The IDH1/IDH2/2-hydroxyglutarate oncometabolite pathway is the most specific and frequent molecular alteration in conventional central chondrosarcoma; IDH1 R132 and IDH2 R172 gain-of-function hotspot mutations cause the mutant IDH enzyme to convert alpha-ketoglutarate (alpha-KG) to the oncometabolite 2-hydroxyglutarate (2-HG) instead of performing normal oxidative decarboxylation of isocitrate; 2-HG competitively inhibits alpha-KG-dependent enzymes including TET2 DNA demethylases (preventing 5-methylcytosine oxidation to 5-hydroxymethylcytosine, driving CpG island hypermethylation and a CIMP epigenetic phenotype) and KDM (lysine demethylase) histone demethylases at H3K4me3, H3K9me3, and H3K27me3 marks causing histone hypermethylation; 2-HG-driven DNA and histone hypermethylation silences differentiation-associated genes (RARA, PDGFRA, BCOR) preventing normal chondrocyte maturation in CHS progenitor cells; 2-HG also inhibits collagen prolyl hydroxylases including P4HA1 and P4HA2 (required for collagen type I and type II hydroxylation), directly relevant to COL2A1 collagen II pathway disruption; curcumin inhibits DNMT and HDAC activity targeting epigenetic silencing in IDH-mutant CIMP CHS.

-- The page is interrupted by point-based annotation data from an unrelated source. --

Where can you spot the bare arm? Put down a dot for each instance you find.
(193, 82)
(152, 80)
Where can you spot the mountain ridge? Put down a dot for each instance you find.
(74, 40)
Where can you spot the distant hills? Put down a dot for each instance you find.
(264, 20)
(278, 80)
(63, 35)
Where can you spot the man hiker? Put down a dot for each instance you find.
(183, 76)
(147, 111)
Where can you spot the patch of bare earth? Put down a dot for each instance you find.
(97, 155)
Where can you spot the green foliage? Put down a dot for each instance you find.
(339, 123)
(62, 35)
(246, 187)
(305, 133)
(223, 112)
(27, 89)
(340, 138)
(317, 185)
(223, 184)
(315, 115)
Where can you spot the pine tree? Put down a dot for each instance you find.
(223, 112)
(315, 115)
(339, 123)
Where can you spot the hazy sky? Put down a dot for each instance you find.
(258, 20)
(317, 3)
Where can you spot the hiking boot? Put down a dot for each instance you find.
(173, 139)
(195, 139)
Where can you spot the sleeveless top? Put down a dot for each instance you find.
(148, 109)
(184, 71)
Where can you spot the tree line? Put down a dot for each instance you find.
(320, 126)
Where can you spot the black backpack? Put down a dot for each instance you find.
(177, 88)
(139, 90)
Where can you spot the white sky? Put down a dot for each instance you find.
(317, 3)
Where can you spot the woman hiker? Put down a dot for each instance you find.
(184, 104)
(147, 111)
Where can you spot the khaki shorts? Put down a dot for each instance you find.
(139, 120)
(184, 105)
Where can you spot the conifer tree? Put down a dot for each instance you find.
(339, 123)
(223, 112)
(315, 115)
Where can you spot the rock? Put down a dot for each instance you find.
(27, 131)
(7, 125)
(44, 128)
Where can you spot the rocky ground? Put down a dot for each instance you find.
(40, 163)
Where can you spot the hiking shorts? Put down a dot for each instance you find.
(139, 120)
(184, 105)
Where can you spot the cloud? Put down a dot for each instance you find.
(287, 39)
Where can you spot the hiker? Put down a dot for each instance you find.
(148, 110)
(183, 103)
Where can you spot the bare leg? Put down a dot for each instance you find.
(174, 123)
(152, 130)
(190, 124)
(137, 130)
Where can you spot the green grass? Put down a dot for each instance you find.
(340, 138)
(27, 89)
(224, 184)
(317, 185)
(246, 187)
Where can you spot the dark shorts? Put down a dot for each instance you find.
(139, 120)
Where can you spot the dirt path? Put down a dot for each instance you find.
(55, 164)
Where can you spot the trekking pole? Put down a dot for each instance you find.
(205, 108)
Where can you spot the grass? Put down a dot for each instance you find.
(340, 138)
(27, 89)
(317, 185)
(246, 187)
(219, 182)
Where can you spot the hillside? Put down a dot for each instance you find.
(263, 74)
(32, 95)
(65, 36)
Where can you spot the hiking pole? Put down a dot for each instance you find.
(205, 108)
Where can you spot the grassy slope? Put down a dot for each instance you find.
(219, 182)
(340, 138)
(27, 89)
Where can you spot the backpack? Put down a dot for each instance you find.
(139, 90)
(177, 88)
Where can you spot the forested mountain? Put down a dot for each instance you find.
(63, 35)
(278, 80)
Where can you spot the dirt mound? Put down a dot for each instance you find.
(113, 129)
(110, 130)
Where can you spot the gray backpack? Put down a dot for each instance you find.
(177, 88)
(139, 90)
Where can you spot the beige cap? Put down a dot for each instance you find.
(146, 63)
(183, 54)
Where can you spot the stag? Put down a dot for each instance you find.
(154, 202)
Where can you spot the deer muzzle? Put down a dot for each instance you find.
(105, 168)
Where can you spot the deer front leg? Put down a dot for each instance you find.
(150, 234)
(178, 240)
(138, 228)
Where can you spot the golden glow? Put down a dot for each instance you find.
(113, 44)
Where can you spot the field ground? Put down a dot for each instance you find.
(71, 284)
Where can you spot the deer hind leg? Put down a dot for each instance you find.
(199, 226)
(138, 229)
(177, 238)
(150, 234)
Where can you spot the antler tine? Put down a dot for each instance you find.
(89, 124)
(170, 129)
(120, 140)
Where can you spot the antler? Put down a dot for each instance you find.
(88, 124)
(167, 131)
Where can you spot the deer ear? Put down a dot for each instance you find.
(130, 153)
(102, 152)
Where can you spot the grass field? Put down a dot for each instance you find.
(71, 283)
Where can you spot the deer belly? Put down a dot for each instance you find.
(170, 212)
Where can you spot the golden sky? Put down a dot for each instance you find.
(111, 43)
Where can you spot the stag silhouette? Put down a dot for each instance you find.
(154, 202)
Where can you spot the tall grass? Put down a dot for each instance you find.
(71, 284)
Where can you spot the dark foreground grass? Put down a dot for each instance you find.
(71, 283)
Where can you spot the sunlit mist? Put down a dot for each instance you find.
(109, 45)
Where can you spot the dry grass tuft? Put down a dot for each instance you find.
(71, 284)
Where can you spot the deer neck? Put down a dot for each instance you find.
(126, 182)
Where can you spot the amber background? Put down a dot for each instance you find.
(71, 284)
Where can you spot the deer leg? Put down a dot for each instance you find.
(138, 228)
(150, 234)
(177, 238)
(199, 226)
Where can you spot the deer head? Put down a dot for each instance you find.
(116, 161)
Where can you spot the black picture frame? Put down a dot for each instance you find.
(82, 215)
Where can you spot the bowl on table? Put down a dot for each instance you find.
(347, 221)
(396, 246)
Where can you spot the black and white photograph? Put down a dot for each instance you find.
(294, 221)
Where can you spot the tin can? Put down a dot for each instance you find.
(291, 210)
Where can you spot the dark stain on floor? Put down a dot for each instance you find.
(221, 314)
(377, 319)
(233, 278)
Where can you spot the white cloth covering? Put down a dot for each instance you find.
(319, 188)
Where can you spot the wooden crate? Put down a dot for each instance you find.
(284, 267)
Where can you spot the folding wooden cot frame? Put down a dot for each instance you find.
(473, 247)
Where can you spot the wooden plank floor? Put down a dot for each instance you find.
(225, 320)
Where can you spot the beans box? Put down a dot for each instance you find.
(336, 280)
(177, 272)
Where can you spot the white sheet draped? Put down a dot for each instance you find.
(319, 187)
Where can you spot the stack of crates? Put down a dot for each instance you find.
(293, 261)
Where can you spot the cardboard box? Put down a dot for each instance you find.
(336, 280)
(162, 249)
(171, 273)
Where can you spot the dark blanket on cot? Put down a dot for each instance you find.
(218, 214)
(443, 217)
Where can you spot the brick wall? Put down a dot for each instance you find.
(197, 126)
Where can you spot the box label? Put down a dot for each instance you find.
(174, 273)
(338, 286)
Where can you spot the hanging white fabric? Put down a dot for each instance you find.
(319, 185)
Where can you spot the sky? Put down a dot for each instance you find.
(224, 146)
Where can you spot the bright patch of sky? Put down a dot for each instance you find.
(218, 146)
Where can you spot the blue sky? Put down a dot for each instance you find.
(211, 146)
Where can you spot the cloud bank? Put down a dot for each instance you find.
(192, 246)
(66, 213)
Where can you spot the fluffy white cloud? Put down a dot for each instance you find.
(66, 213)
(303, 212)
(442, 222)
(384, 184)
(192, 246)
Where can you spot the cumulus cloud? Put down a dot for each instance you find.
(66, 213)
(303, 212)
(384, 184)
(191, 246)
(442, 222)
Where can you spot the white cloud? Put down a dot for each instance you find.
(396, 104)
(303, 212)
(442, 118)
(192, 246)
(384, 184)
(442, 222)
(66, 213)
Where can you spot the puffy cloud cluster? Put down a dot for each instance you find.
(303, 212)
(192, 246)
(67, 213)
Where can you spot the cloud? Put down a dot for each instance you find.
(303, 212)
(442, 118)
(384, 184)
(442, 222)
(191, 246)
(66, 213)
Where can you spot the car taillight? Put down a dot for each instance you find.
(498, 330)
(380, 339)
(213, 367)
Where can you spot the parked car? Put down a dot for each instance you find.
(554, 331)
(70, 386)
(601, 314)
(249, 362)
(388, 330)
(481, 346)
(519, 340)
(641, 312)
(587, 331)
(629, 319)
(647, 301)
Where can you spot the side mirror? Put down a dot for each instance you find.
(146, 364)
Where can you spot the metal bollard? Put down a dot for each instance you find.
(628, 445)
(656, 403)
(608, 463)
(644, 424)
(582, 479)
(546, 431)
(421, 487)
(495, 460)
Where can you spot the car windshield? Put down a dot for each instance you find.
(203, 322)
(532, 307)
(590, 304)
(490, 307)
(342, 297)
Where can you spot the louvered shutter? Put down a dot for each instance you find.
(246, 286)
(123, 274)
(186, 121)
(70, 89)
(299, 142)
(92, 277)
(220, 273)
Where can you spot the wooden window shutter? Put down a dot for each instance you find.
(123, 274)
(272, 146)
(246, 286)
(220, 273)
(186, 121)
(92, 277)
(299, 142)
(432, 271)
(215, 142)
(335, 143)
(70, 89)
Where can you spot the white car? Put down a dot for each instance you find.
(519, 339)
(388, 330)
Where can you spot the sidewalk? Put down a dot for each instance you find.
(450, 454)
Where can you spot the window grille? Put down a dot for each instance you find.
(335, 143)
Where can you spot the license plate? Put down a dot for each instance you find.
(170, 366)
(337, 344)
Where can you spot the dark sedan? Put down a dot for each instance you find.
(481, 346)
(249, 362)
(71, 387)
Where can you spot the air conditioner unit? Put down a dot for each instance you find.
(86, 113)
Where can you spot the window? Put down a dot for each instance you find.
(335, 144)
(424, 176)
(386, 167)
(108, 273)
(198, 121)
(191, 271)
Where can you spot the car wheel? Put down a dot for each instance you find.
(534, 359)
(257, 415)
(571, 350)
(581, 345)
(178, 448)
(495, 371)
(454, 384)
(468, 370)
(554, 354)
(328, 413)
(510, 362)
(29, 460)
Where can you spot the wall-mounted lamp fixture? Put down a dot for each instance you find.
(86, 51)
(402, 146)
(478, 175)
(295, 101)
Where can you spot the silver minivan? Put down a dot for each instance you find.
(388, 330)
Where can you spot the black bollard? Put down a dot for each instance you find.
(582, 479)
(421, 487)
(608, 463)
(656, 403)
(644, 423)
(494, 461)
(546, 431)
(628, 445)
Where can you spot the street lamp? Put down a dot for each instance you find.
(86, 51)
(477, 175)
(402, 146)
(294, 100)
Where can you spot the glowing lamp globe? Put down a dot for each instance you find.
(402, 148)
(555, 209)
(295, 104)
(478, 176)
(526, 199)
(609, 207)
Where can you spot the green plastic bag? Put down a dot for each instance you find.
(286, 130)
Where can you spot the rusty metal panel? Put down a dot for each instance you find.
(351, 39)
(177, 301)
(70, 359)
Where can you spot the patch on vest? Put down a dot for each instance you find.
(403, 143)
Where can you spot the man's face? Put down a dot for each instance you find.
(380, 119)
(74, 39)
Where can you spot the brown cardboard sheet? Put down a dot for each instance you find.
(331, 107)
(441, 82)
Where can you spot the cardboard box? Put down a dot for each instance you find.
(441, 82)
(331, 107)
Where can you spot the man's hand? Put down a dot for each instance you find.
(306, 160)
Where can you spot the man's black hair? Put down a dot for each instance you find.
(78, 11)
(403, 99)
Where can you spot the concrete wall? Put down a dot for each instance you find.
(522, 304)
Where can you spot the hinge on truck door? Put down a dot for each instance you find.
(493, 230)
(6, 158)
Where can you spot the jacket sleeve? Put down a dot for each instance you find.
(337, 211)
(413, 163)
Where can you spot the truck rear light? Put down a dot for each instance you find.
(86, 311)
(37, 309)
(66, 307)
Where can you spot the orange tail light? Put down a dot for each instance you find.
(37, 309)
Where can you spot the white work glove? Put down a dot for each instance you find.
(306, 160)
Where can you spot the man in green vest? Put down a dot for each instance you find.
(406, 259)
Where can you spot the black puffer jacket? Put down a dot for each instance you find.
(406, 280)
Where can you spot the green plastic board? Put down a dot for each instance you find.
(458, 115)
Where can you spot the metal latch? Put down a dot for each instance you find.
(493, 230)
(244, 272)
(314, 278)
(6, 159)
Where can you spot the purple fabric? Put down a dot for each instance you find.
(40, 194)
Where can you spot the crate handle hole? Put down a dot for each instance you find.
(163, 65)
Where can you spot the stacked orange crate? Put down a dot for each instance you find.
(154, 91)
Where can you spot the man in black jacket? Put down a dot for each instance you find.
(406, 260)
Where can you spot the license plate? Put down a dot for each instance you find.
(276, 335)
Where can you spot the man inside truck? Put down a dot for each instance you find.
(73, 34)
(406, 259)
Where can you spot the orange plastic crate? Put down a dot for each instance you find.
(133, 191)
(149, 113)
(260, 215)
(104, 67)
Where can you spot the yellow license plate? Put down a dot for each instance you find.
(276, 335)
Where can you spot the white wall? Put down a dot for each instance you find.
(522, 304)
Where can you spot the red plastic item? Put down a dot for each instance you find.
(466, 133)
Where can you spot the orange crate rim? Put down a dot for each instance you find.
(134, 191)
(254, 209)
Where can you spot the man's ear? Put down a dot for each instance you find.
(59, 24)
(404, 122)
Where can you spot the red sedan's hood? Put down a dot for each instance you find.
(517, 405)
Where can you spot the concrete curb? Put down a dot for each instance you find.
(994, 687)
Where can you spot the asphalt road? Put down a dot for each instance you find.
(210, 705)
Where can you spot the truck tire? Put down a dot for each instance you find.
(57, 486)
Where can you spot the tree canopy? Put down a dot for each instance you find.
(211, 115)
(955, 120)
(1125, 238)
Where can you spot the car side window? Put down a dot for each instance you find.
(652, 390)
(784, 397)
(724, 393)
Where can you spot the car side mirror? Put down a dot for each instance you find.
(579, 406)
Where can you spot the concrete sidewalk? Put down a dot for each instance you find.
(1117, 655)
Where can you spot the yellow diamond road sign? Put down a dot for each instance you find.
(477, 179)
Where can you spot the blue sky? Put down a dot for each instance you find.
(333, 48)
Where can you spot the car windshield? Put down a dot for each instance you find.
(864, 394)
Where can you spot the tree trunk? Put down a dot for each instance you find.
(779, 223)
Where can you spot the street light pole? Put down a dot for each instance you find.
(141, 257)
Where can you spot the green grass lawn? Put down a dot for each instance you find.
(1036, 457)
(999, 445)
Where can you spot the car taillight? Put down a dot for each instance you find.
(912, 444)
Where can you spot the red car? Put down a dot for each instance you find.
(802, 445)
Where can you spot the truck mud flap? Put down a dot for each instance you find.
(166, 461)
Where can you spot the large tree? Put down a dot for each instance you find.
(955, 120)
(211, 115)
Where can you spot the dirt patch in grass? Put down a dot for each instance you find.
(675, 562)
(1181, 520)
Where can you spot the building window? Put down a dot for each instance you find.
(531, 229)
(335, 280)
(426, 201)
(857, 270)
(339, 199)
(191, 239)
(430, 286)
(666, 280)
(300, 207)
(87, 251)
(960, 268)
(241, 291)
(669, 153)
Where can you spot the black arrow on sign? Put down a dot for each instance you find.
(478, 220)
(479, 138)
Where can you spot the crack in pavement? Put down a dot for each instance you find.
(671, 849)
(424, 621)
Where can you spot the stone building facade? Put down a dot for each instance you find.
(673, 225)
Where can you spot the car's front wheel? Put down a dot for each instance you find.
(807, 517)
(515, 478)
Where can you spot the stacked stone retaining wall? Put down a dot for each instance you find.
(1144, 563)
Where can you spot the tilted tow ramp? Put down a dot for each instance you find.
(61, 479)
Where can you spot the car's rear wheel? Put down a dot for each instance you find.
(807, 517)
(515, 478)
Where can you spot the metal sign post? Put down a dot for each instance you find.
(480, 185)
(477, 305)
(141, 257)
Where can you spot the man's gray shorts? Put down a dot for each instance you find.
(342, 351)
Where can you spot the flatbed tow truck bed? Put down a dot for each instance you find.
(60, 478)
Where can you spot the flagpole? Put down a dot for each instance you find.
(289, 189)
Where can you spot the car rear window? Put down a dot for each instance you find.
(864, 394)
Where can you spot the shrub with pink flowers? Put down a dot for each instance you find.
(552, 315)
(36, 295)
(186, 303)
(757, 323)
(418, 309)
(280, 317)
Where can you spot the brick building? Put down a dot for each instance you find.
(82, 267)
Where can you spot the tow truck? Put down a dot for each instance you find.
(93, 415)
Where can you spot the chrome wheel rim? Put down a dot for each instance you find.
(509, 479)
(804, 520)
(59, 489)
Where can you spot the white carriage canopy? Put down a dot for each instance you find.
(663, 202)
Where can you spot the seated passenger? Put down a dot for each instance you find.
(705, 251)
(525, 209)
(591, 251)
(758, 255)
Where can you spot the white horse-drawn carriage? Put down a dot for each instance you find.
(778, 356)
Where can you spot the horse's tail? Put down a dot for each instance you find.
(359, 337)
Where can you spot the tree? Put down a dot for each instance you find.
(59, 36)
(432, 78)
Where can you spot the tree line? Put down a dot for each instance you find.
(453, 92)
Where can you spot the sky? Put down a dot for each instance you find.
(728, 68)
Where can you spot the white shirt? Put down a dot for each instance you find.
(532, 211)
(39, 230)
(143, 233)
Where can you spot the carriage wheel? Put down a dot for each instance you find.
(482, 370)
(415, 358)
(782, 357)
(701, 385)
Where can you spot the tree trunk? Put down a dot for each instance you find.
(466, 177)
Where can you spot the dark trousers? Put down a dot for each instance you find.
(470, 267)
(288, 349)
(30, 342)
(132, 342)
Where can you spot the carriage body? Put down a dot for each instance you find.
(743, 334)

The COL2A1/collagen extracellular matrix pathway is disrupted in approximately 37 percent of CHS through insertions, deletions, and rearrangements selected to impair normal collagen type II biosynthesis; COL2A1 encodes the cartilaginous alpha-1 chain of collagen type II, the dominant structural extracellular matrix protein of hyaline cartilage; COL2A1 mutations disrupt the normal fibrillar collagen II extracellular matrix of chondrosarcoma tumors, contributing to the hypovascular, mechanically altered ECM that imposes the physical drug delivery barrier unique to chondrosarcoma.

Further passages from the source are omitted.